Mais ces éléments ne sont pas probants des déplacements professionnels en l'absence de justificatifs sur les kilomètres parcourus.
- les tableaux retrançant la prise de carburant pour M. [E] le vendredi et mentionnant le kilomètrage du véhicule (pièces n°19 à 25) ne sont pas fiables en raison des incohérences sur les relevés kilométriques du véhicule (par exemple le 23 mars 2010 33 6000 km et cinq mois plus tard le 15 octobre 2010 aucun kilomètrage).
De plus, la société ne peut étendre cette analyse à l'ensemble des salariés.
- les tableaux de prise de carburant pour l'année 2012 concernant les salariés [B], [K], [T] et [S] (pièces n°27 à 30) qui correspondent à l'utilisation de la carte carburant à la veille de leur départ en congés et à leur retour, ne peuvent justifier un déplacement professionnel.
- les deux délibérations de la commission de recours amiable de l' URSSAF pour le même établissement, et pour l'établissement [5] situé à [Localité 3] pour la période de contrôle de 2016 à 2018, ayant annulé le redressement (pièces n°32 et 33 ) ne peuvent être prises en compte dans la mesure où la société avait justifié par des courriels le remboursement de carburant, et avait donné des informations sur le kilométrage des véhicules lors de la prise des carburants, ce qui n'est pas le cas pour le présent redressement.
Par ailleurs, la société ne produit pas les justificatifs sollicités par l' URSSAF, dans sa lettre d'observations, concernant le kilomètrage effectué à titre privé par les salariés à savoir le carnet des carnets de bord des véhicules, les carnets de visite ou rendez vous clients tenus par les salariés ainsi que leur justificatifs de leur dépenses personnels.
Ainsi, dès lors que n'ont pas été remis aux inspecteurs du recouvrement, les éléments permettant de déterminer la réalité et le quantum des trajets effectués par les salariés attributaires d'un véhicule, à titre professionnel d'une part, et à titre personnel d'autre part, c'est à juste titre que l'évaluation de l'avantage en nature ainsi accordé a pu être effectuée sur la base d'un pourcentage du coût d'achat des véhicules utilisés.
C'est en conséquence, à juste titre, que l'inspecteur du recouvrement a procédé à la régularisation querellée.
Le jugement déféré sera confirmé dans ses dispositions qui valident le chef de redressement.
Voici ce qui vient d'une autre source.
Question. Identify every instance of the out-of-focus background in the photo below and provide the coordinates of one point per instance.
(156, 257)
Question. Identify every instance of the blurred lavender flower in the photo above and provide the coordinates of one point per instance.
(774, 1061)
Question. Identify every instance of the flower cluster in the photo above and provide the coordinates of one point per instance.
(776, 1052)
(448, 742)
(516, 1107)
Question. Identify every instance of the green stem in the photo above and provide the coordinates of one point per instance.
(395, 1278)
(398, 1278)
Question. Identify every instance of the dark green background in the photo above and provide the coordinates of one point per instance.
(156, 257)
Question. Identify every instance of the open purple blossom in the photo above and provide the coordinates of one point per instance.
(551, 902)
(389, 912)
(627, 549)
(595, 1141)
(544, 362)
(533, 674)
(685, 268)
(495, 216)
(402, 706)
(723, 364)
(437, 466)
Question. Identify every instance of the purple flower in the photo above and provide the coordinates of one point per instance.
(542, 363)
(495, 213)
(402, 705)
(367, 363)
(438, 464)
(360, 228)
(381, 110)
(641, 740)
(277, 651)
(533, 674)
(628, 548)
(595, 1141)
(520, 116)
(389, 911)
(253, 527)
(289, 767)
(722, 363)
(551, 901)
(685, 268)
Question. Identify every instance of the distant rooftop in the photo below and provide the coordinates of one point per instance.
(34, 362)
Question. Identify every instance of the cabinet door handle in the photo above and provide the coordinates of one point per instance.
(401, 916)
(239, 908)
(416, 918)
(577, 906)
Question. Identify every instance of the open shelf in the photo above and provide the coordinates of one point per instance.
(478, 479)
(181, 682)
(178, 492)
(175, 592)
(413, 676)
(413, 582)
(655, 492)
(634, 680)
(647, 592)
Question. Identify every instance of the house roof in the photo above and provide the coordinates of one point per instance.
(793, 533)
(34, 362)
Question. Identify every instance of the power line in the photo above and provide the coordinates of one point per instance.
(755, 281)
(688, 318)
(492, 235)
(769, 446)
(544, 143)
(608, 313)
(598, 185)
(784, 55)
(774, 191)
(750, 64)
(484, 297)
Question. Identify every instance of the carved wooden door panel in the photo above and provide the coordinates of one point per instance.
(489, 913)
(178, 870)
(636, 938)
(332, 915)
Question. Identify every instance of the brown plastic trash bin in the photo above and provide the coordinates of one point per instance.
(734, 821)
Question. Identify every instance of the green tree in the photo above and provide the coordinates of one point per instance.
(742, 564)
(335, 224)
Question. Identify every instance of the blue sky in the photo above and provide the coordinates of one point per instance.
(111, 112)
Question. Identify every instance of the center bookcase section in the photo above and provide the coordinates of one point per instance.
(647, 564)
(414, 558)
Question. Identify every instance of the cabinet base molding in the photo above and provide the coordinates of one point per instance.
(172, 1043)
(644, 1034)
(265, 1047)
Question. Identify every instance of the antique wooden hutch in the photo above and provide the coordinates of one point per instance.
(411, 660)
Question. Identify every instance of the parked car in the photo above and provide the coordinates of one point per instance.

Sur l'article 700 du code de procédure civile et les dépens
Le jugement sera confirmé en ses dispositions condamnant la société aux dépens et rejetant la demande de la société au titre de l'article 700 du code de procédure civile, dont il sera en revanche fait application à hauteur de cour en faveur de l' URSSAF à qui la société sera condamnée à verser la somme de 1 000 euros, outre qu'elle supportera les dépens d'appel.
PAR CES MOTIFS
La cour, statuant par décision contradictoire,
Confirme le jugement du 24 septembre 2019 en ses dispositions soumises à la cour;
Y ajoutant :
Condamne la société [5] à verser à l'union de recouvrement des cotisations de la sécurité sociale et des allocations familiales de Bourgogne la somme de 1 000 euros au titre de l'article 700 du code de procédure civile ;
Condamne la société [5] aux dépens d'appel.